What is the de Broglie wavelength of an electron with kinetic energy $7.0 \mathrm{TeV} ?$

First, we need to convert the kinetic energy from tera-electron volts (TeV) to electron volts (eV). Since 1 TeV is equal to \(10^{12}\) eV, we can multiply the given energy value by \(10^{12}\) to get the energy value in eV: Energy (in eV) = \(7.0\,\text{TeV} \times 10^{12}\,\frac{\text{eV}}{\text{TeV}} = 7.0 \times 10^{12}\,\text{eV}\)
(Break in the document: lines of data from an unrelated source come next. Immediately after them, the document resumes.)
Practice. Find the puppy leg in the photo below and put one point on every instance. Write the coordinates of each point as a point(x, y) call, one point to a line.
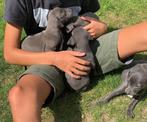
point(131, 108)
point(117, 92)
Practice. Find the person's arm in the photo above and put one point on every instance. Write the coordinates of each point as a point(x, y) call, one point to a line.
point(67, 61)
point(95, 27)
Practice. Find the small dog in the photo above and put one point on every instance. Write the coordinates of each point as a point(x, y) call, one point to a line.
point(134, 84)
point(52, 38)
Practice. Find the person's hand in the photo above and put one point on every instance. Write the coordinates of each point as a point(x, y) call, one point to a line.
point(95, 27)
point(70, 62)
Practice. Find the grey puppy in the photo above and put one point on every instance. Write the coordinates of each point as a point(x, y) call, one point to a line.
point(51, 37)
point(79, 41)
point(134, 84)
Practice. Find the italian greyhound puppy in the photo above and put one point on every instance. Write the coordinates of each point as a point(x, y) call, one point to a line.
point(134, 84)
point(52, 37)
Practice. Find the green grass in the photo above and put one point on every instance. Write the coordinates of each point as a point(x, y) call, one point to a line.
point(75, 107)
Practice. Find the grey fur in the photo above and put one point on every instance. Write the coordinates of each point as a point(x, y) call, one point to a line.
point(134, 84)
point(80, 41)
point(52, 38)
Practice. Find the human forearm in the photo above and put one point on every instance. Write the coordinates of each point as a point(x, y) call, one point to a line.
point(21, 57)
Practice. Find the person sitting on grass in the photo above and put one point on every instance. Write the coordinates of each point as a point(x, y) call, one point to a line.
point(44, 79)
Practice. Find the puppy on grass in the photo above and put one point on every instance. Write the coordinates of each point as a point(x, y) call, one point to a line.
point(134, 84)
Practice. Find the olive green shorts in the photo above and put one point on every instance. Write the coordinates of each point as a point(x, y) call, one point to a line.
point(105, 51)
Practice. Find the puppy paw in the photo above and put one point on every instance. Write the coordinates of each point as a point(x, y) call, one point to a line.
point(130, 113)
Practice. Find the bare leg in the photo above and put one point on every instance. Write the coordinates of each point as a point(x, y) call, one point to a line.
point(27, 98)
point(132, 40)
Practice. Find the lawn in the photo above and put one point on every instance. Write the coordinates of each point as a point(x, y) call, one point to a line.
point(75, 107)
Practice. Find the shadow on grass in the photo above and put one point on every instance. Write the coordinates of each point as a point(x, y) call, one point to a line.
point(67, 108)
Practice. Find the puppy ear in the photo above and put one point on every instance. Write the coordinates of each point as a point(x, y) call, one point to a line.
point(125, 75)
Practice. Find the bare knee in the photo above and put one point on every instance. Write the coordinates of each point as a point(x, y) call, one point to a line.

Now that we have the kinetic energy in eV, we can use the equation for the relativistic energy of a particle to find its momentum. The equation is: E = \(\sqrt{(p c)^2 + (m_e c^2)^2}\) Where E is the energy of the electron, p is its momentum, c is the speed of light, and \(m_e\) is the electron's rest mass. Rearranging the equation to find the momentum p, we get: p = \(\frac{1}{c} \sqrt{E^2 - (m_e c^2)^2}\) Plug in the known values for E, \(m_e\) and c: - E = \(7.0 \times 10^{12}\,\text{eV}\) - \(m_e = 0.511\,\text{MeV}\) (Note that we need to convert this value to eV by multiplying by \(10^6\)) - c = \(3.0 \times 10^8\, \text{m/s}\) We first need to convert the energy values to Joules. The conversion factor from eV to Joules is \(1.602 \times 10^{-19}\, \text{J/eV}\): - E (in J) = \((7.0 \times 10^{12}\,\text{eV}) \times (1.602 \times 10^{-19}\, \text{J/eV})\) - \(m_e\) (in J) = \((0.511\times10^6\,\text{eV}) \times (1.602\times10^{-19}\, \text{J/eV})\) Now, calculate the momentum p: p = \(\frac{1}{c} \sqrt{E^2 - (m_e c^2)^2}\)

Finally, we can find the electron's de Broglie wavelength using the formula: \(\lambda = \frac{h}{p}\) Where \(\lambda\) is the de Broglie wavelength, h is the Planck's constant (\(6.626 \times 10^{-34}\, \text{Js}\)), and p is the momentum we calculated in the previous step. Plug in the values for h and p, then solve for \(\lambda\): \(\lambda = \frac{h}{p}\) This will give us the de Broglie wavelength of the electron with a kinetic energy of \(7.0\,\text{TeV}\).